Although the death penalty remains legal in Texas, a lot has changed since Meyer began her activist work. A 2021 University of Texas/Texas Tribune poll found that 63 percent of registered voters support the death penalty. That number was down from 78 percent in 2010 when the poll started.

Nationwide executions spiked in 1999, the same year Perez was sentenced. That year, 98 people were executed. The number of yearly executions has trended down since then, bottoming out at 11 in 2021. 

Throughout her time as a death penalty abolitionist, Meyer has maintained lasting friendships with other death row inmates’ families. Their shared grief bonds them together as a community and fuels their activism.  

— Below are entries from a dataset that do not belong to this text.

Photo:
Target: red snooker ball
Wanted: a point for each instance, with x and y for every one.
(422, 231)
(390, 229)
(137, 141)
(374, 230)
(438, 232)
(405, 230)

Three brothers, Gavin, Nick and Nathan Been, started the activist group, Kids Against the Death Penalty in honor of their uncle, death row inmate Jeffery Wood. As kids, the Been brothers accompanied their mother Terry to marches and demonstrations against the death penalty. That’s where they first met Meyer.

“They were just knee-high to a grasshopper, but they were out there with us, holding signs,” Meyer said. 

As the years passed, those boys became men.

“To see those little kids grow up, graduate from high school, go to college, they’ve been married and now they’re having children and their uncle is still on death row,” Meyer said. “That is my motivation.”

Meyer said there is one question that people often ask her at anti-death penalty demonstrations: If one of her children were murdered, would she want the murderer to face the death penalty? She admits that it’s a difficult idea to wrestle with. Even though her brother’s claims to innocence inspired her activism, Meyer believes the death penalty is an immoral punishment even for those who are legitimately guilty.

“Whether they did it or didn’t do it, that’s not an issue,” Meyer said. “We’re either going to stop killing our own citizens, or we’re not.”